Metadata enhancements

  • Level A*: for online browsing, the following may be added: literal question text, routing information and interviewers' instructions, frequencies and summary statistics, variable groups; bookmarked PDF user guides are produced; additional related resources may be provided on a dedicated web page; additional notes to users are given in the 'Read file'
  • Level A: bookmarked PDF user guides are produced; additional related resources may be provided on a dedicated web page; additional notes to users are given in the 'Read file'
  • Level B: bookmarked PDF user guides are produced; additional notes to users are given in the 'Read file'

ReShare

  • Level B: sample of 30 + 10 per cent of the remaining categorical variables must be checked for out-of-range values/wild codes; sample of 30 + 10 per cent of the remaining suitable interval variables must be checked for improbable or impossible values

Qualitative data

In addition to the levels above, most qualitative data collections are processed to A standard, with a select few being nominated for enhancement to A*. B and C are seldom used, but apply when handling older paper-based studies.

Level A*

  • data are fully digitised and anonymised
  • metadata and documentation are fully digitised and anonymised
  • for online browsing, data are marked up in XML
  • enhanced user guide is prepared for QualiBank

Level A

  • the dataset must be comprehensible in association with the documentation given to users
  • data are fully digitised and anonymised
  • metadata and documentation are fully digitised and anonymised

Level B

  • data are digitised at least to the level of scanned images and anonymised
  • metadata and documentation are digitised at least to the level of scanned images and anonymised
  • only major problems with data are resolved

Level C

  • no checks are made
  • data remain in the format in which they were received
  • non-digital collections are not anonymised or digitised and are transferred to another repository
  • only a basic catalogue record is created

For level C studies, a minimum of dataset dimension checks and confidentiality checks is carried out, with metadata enhancements as for B studies.

Format translation checks

Check are carried out when converting from:

  • the ingested format to our preservation format (tagged or delimited text of defined character set)
  • the preservation format to the dissemination formats (Stata and tab delimited text; or MS Excel, MS Access, SIR and SAS)

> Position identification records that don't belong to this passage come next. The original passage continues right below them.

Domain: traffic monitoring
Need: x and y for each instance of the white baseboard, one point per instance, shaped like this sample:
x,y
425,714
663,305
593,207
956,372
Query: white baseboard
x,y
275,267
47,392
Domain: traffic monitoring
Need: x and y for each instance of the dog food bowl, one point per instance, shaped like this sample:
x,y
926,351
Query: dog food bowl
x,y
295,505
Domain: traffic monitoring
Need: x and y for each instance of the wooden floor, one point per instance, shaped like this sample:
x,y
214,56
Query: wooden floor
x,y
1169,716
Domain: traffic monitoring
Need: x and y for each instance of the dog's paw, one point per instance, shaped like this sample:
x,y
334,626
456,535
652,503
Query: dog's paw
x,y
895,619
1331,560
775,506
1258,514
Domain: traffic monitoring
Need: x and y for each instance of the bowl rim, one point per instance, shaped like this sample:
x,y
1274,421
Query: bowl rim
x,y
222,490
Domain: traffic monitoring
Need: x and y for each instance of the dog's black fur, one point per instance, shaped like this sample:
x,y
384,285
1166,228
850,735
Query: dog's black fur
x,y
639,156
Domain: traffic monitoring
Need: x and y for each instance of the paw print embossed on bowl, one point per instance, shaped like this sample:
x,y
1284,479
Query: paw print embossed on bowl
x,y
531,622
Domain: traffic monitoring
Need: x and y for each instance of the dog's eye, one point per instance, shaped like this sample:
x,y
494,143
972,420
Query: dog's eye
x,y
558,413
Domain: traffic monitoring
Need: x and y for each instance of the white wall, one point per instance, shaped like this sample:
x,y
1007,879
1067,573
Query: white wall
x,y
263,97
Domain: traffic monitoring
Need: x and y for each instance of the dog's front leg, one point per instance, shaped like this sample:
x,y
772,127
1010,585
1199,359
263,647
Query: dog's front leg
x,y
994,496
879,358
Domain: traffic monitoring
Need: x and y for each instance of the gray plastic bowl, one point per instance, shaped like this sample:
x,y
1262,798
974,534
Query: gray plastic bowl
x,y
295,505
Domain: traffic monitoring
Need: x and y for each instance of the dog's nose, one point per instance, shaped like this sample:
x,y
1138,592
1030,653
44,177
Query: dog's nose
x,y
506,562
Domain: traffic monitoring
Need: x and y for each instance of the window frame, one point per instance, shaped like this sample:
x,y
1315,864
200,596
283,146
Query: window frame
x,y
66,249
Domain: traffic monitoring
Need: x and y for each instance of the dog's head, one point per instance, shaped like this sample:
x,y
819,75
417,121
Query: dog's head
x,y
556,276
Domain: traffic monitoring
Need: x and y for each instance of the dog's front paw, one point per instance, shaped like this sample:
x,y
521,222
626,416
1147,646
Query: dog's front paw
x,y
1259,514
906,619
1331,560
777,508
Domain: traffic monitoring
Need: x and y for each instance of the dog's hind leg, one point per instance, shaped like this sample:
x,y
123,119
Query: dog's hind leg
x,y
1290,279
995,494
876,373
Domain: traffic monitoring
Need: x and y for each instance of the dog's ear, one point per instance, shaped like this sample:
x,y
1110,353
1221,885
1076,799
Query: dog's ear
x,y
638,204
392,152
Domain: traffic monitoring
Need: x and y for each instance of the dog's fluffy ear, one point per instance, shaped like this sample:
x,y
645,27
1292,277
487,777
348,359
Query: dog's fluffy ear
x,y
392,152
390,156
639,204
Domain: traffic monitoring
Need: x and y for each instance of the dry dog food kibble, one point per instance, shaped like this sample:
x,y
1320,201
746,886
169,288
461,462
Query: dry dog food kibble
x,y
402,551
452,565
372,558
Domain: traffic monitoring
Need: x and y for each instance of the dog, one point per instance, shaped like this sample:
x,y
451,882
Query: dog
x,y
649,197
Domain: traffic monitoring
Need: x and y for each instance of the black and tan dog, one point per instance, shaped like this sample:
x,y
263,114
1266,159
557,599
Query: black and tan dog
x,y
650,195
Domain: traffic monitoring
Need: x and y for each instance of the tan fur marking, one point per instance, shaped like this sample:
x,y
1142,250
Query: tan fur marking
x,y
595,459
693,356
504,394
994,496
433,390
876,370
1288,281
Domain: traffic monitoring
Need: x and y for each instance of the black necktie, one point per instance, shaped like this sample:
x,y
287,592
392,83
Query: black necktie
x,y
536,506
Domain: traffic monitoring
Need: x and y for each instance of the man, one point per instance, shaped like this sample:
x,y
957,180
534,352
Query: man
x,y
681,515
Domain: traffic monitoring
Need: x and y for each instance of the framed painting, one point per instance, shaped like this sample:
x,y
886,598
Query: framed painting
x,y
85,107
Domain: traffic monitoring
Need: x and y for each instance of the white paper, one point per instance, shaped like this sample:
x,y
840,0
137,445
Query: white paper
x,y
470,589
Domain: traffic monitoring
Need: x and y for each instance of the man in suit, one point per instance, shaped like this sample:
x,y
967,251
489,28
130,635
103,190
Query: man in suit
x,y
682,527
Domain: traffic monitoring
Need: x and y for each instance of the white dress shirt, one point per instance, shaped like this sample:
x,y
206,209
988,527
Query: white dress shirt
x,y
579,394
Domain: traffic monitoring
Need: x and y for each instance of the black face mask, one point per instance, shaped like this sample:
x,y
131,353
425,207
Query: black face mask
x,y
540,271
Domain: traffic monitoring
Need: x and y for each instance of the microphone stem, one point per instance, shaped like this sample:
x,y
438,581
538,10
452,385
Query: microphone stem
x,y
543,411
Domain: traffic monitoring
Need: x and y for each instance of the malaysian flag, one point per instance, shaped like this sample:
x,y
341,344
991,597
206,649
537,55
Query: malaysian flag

We use in-house programmes to automate most data format conversions for all levels of processing. These make sure no data or 'internal metadata' (variable and value labels, missing value definitions, variable format information, etc.) are lost beyond any that would occur because of differential data handling limits in specific software formats.

Data formats

The following checks below are currently performed manually, but will be replaced by automated checking using the QAMyData tool.

Numbers of rows and cases the same

  • Level A* and A: Relevant checks made, problems corrected
  • Level B: Relevant checks made, problems corrected
  • Level C: Format conversion is not usually undertaken for C standard datasets. C standard is rare, but one of the reasons for it is that the data file cannot be converted from its original format, so normal processing cannot be undertaken. Relevant checks must be made, problems corrected

Number of decimal places the same for numeric formats

  • Level A*, A and B: Relevant checks made, problems corrected

String variables not truncated

  • Level A*, A and B: Relevant checks made, problems corrected

Date/time variables correctly formatted

  • Level A* and A: Relevant checks made, problems corrected
  • Level B: Relevant checks made, problems noted in the user 'Read file'

Internal metadata (variable names, variable labels, value labels and definition of missing values) not lost or altered

  • Level A* and A: Relevant checks made, problems corrected where possible
  • Level B: Relevant checks made, problems noted in the user 'Read file'

Data download validation

For data available via the UK Data Service download system, the names of the zip files include an MD5 checksum. This 32-character string can be used to verify that the file we make available is identical to the one the user downloads.